National Grid has announced plans for a project to explore how hydrogen gas could be used to heat homes and deliver green energy to industry.
It is partnering with Northern Gas Networks (NGN) and Fluxys Belgium to build a first of its kind offline hydrogen test facility in the UK.
The £10m facility at Spadeadam, Cumbria, will be built from a range of decommissioned assets, to create a network which will be used to trial hydrogen and will allow for accurate results to be analysed.
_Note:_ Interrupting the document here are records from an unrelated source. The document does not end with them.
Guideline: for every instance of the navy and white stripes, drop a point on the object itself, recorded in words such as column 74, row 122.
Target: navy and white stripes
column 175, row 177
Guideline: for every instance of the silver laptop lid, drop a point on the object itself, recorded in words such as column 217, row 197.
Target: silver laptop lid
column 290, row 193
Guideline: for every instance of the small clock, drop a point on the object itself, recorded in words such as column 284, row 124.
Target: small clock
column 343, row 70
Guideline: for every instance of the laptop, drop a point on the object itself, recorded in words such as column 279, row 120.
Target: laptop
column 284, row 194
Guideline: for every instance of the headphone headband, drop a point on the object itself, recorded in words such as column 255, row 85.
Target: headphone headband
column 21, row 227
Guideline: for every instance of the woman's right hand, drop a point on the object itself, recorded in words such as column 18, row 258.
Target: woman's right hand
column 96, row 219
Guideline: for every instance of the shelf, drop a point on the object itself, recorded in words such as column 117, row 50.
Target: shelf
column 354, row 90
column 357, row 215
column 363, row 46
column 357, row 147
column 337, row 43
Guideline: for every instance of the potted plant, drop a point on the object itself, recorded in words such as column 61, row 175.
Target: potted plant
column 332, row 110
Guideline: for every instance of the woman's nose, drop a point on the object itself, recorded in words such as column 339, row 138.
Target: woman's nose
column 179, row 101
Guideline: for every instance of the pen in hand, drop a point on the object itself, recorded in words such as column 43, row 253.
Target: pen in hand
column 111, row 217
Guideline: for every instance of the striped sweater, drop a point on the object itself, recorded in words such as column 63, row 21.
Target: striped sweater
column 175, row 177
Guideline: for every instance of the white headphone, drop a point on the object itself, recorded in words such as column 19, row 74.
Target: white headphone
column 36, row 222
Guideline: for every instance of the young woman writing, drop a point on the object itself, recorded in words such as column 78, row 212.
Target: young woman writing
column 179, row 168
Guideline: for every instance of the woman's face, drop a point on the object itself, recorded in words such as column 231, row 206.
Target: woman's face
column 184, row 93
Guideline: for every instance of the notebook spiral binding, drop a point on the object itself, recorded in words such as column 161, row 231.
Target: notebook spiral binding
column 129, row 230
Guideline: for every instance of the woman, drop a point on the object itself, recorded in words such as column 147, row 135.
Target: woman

Blends of hydrogen up to 100% will then be tested at transmission pressures, to assess how the assets perform.
The plans have been submitted to Ofgem and if funding is awarded, the aim is to start construction in 2021 with testing beginning in 2022.
Currently 85% of homes and 40% of the UK’s power needs are supplied by gas. But as the UK works towards becoming one of the world’s first net zero economies by 2050, the gas sector needs to demonstrate a viable pathway for decarbonisation.
Antony Green, Project Director for Hydrogen at National Grid, says: “If we truly want to reach a net zero decarbonised future, we need to replace methane with green alternatives like hydrogen. Sectors such as heat are difficult to decarbonise, and the importance of the gas networks to the UK’s current energy supply means trial projects like this are crucial if we are to deliver low carbon energy, reliably and safely to all consumers.”